What a summer! or should I say " what summer "?This time last year I was concerned about drought and feeding electrolytes, but not so in 2007. This year we have plenty of grass and are all struggling to keep the level of poaching to a minimum. My great concern this season is grass induced laminitis. Normally we can relax a little in July and August as growth slows due to lack of moisture, but this year the rain is ensuring that there are no limitations to growth, so our horses have a constant supply of rich high-sugar grass. Thus a limited time at grass is a must this year, with the indoor periods supported by feeding some conserved forage. I am not a great fan of hay,due to its low nutrient content and tendency to be dusty, and so I would choose to feed bagged forage such as Super Molichop Bloom or Lite. This way at the height of the competition season you ensure adequate nutrient intake and reduce the dust in the stable atmosphere that can lead to coughs.
In July and August many horses have a mid-season slump, when they become a little ' stale 'with the work and competition schedule and just seem to be a bit below power. A trip to the beach for a good gallop,or a different place for a hack, can help enormou sly as indeed can adding a little more energy to the diet. In contrast to what we would assume to be the case, most horses need more feed in the hot weather than in the winter, so now is the time to try out some of the new feeds on the market.

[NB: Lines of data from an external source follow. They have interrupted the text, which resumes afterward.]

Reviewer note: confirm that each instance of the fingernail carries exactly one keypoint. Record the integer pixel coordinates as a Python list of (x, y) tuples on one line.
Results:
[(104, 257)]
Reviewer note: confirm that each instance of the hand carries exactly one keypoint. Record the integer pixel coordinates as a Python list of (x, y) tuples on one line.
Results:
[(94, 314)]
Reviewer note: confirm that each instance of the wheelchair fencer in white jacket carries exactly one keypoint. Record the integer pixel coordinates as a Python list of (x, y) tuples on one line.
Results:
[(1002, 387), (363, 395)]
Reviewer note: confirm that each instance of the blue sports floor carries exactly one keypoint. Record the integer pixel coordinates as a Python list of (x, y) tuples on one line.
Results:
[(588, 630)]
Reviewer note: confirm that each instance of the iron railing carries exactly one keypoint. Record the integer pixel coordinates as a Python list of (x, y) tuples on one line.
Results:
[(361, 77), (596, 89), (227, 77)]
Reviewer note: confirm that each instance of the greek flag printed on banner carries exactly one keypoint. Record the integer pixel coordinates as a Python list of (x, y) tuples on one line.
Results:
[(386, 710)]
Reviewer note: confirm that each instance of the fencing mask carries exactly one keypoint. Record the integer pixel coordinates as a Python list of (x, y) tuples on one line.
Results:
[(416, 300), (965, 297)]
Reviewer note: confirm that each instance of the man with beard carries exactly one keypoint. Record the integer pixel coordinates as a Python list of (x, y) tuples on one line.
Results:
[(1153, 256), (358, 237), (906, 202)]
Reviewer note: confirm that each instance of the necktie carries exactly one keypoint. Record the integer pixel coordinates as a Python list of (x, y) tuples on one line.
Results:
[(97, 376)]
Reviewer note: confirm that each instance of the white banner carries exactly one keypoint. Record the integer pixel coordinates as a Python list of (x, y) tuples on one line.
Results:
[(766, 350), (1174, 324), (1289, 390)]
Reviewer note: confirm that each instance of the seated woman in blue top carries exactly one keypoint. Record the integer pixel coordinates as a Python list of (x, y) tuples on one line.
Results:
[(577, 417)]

Course-mixes in particular have become very sophisticated, targeting particular types of work (fast or slow release energy) while being highly palatable and free of any prohibited substances. Although they seem expensive, with many retailing around £8 + per bag, you have to remember that you are paying fot the research and development that has gone into producing the ideal mix as well as high-quality ingredients. Moreover, when you think of fuel costs and entry fees, what is an extra £1 or so, on a bag of feed to ensure that you are putting the correct fuel into your horse? So if you are suffering from slight mid-season blues, add a little more concentrate to the daily ration and don't forget about oil; add a cup full of this to the concentrate ration which will boost slow-release energy levels and ensure that it is digested along with the concentrates in the small intestine in your horse.
I think I can safely predict that hay this year will be poor quality. Even if the weather improves within the next week or so, the nutrient content of the grass decreases as the season progresses, thus the conserved product cannot be very good. Haylage made from now on will also be lower in nutrient content that last year's crop so we will all have to think of supplementing the forage. Here again I would recommend one of the bagged forage which have a uniform quality and many contain added ' balancer 'type supplements which reduce the need to buy a seperate mineral and vitamin supplement. I would introduce one of these feeds now so that you have time to find the one that best suits your horse, that way you will aviod any autumn slump in condition as the animal's digestive system will be fully adapted to the feed.
Last but not least, be careful with young foals this season. Weather conditions are ideal for worms and young equids have less resistant to theses parasites than older horses. Wet conditions may reduce turn-out for the mare and foal so think of introducing a creep feed earlier than normal as the foal may not have sufficient opportunity to nibble the grass. I favour introducing a small amount of creep feed as soon as possible rather than letting the foal eat the mare's feed. Foals have specific nutritional needs that are different from the mares's and feeds are specifically designed to cater for each, so find a way of feeding the foal seperatly so that its requirments are met. A note of caution, however,don't over feed the amount of concentrates as over feeding energy and protein can lead to developmental orthopaedic diseases, which are definitely undesirable.